It’s an army like no other and they march not in unison, but in an organised chaos on eight long legs. Their weapons: swollen claws. Their mission: seek shelter in the safety of the sandy shallows and avoid encounters with the enemy … winged giants fashioned with mouths like crushing plates and sharp-beaked birds that swim.
What might sound like the beginning of a sci-fi alien war is, in reality, something much more spectacular: the march of giant spider crabs, one of the world’s greatest marine migrations. And it happens in the waters of Victoria’s Port Phillip Bay.
As the name suggests, these crabs are massive. Their legs are over 70cm long with a body measuring nearly 17cm wide. As the water cools from the sweltering summer heat these soldiers, with their orange armour-plated uniforms, emerge from the depths and advance on the sandy shallows. Their numbers swell into the tens of thousands. The result is a moving mountain of crabs that can be 2m high and extend over 1km. It transforms the turquoise waters of the Mornington Peninsula into a moving sea of orange that blankets the shallows.

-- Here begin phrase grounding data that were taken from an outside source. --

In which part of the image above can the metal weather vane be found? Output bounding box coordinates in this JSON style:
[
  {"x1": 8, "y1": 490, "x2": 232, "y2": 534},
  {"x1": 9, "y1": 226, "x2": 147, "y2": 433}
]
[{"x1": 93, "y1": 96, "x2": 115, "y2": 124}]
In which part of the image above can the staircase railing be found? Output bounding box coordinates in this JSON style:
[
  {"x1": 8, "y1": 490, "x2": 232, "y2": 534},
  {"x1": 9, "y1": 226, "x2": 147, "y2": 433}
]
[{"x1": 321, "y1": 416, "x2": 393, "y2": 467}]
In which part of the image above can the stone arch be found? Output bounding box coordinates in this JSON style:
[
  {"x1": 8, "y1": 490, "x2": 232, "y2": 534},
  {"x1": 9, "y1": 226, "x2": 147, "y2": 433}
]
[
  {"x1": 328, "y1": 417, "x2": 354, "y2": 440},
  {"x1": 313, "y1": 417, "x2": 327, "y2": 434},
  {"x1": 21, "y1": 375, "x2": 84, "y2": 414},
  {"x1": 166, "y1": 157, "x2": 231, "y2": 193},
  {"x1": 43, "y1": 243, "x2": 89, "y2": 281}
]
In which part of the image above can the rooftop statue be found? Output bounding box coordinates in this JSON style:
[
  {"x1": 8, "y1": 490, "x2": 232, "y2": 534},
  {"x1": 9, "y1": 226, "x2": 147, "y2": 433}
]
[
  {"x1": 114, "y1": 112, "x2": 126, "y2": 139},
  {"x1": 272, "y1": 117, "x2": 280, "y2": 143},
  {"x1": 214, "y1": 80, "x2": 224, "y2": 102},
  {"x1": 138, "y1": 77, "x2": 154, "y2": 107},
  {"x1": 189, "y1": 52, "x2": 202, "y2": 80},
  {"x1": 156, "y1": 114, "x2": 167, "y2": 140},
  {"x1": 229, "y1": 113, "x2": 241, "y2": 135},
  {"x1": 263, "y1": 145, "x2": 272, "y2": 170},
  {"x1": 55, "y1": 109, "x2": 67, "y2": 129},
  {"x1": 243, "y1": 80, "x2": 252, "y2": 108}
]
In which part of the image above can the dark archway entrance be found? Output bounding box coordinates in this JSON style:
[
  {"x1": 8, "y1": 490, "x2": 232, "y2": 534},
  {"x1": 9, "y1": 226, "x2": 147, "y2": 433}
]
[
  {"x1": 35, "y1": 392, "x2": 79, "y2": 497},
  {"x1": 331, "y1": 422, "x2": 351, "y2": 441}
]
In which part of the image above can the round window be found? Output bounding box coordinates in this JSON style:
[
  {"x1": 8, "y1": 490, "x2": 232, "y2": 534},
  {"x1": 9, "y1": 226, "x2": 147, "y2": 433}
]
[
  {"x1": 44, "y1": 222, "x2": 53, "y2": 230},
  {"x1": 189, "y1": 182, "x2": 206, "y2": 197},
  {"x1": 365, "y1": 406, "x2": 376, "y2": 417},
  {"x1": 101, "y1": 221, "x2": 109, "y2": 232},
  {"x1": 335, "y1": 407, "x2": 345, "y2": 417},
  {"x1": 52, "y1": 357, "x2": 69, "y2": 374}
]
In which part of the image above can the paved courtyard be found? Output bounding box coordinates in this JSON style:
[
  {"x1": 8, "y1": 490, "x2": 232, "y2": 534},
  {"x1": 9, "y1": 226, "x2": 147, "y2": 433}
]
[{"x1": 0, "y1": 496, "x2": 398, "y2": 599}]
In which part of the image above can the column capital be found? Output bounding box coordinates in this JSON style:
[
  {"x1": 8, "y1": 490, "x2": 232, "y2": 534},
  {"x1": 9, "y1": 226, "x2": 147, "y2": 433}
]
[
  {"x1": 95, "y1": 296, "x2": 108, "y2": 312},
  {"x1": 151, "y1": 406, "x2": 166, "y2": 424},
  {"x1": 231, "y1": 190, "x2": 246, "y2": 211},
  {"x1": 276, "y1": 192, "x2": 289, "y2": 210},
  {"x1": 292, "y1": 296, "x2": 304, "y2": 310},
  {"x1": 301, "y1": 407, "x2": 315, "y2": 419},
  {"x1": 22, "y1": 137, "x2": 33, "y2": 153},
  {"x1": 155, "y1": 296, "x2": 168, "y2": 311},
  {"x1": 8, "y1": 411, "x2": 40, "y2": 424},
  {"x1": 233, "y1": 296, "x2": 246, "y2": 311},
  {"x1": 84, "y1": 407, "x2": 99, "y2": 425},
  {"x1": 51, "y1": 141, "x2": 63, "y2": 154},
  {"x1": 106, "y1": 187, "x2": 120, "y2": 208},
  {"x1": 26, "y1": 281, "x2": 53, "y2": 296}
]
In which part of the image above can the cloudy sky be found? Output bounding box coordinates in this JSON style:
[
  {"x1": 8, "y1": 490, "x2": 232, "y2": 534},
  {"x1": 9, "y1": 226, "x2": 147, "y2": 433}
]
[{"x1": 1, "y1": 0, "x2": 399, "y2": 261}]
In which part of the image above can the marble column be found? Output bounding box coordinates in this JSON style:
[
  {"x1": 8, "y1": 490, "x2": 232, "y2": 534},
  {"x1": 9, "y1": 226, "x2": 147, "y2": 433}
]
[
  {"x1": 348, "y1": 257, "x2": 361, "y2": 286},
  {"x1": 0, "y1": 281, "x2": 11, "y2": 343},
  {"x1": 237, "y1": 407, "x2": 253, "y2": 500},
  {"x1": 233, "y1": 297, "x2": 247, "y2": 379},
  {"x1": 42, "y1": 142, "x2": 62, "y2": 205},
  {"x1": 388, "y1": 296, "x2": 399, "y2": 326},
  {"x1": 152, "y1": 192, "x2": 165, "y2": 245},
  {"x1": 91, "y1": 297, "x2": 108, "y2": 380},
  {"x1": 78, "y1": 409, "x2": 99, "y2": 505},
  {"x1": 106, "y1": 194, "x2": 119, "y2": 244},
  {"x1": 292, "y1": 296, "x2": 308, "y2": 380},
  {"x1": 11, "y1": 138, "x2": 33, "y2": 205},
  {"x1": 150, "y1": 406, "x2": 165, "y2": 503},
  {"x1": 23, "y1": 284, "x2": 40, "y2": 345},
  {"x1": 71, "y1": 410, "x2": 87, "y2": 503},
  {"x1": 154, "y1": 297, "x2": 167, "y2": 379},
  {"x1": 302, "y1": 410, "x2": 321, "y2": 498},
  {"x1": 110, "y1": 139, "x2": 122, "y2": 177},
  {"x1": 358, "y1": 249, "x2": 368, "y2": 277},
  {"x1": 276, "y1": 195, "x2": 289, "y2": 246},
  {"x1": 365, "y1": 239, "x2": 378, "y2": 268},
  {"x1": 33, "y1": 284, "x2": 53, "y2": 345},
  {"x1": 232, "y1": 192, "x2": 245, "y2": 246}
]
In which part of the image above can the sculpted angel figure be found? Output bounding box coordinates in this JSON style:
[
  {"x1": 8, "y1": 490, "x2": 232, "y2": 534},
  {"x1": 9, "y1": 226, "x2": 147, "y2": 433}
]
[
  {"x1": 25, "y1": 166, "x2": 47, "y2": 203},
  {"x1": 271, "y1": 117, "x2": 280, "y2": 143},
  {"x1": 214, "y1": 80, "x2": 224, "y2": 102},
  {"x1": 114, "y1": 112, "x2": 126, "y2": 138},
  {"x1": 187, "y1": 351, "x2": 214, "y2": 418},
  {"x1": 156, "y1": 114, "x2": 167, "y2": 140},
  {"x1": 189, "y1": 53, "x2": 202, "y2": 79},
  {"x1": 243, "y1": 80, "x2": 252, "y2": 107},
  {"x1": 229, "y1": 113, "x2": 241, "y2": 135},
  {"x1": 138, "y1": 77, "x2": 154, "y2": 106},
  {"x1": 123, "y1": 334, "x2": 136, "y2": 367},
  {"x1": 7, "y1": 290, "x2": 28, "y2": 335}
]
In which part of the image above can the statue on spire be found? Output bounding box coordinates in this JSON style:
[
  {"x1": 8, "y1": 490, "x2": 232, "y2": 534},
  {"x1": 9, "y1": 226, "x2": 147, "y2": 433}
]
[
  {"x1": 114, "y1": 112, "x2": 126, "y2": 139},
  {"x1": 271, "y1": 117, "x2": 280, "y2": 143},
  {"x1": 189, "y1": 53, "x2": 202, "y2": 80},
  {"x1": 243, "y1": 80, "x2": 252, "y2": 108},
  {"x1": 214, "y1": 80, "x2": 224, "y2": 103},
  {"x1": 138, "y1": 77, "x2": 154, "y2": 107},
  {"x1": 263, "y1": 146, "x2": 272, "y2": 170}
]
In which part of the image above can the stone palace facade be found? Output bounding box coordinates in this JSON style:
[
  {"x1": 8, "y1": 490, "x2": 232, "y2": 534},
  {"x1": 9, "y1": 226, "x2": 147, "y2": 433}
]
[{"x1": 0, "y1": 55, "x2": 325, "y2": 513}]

This natural phenomenon is believed to be linked to the crabs’ annual winter moult. Like most crustaceans, a hard suit of armour protects these soldiers but, while it protects the crabs, it doesn’t allow them to grow. So the crabs need to get rid of the old armour and grow a new bigger one.

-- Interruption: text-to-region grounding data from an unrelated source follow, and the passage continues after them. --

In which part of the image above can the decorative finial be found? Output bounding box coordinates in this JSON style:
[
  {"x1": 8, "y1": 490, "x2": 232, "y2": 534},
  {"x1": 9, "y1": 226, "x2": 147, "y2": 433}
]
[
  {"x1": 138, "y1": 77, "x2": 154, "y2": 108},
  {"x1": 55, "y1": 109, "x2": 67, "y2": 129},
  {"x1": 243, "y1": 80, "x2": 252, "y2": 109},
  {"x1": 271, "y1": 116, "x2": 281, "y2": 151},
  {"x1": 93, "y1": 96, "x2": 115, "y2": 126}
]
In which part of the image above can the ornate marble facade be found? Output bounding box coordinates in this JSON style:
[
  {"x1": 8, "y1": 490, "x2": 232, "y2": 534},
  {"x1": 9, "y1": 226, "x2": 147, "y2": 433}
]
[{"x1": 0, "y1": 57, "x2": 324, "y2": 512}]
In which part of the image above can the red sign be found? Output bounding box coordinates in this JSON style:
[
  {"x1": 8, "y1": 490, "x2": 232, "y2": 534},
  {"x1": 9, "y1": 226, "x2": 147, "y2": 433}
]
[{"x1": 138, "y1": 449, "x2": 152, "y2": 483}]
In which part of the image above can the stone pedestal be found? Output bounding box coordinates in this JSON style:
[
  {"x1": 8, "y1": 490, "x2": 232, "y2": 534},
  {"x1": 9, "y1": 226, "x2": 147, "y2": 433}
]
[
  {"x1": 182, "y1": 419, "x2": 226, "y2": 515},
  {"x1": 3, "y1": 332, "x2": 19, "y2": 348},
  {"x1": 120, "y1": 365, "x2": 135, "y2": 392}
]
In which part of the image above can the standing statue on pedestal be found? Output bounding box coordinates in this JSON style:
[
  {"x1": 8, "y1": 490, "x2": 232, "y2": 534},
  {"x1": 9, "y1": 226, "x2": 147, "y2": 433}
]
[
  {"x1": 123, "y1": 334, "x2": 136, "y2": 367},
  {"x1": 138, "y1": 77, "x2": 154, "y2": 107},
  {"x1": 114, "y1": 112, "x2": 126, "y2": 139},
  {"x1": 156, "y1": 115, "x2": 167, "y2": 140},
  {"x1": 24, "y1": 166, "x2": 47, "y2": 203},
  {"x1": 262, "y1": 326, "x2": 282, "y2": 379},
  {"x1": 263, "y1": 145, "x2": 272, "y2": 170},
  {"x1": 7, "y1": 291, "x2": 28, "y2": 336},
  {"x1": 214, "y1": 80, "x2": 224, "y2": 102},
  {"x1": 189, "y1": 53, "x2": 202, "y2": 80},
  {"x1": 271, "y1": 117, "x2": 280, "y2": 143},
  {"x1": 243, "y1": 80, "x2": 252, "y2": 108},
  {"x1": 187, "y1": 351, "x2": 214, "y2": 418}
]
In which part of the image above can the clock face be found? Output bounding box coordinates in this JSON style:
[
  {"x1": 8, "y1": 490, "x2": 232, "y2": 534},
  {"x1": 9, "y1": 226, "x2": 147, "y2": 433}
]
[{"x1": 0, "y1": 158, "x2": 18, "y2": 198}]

To do this, they secrete a special enzyme that separates the old shell from the underlying skin, while a new soft, paper-like shell is developing beneath the old one. The crabs then absorb seawater and swell up, causing the old shell to come apart – the soldier’s shell opens up like a lid and the crab extracts itself.
Once one crab starts to moult, it sets off a chain reaction, causing the rest of the orange-clad army to moult almost simultaneously. While moulting allows the crabs to grow, it also helps rid them of parasites and other creatures growing on their shells, including bacteria that can weaken and erode their protective uniform.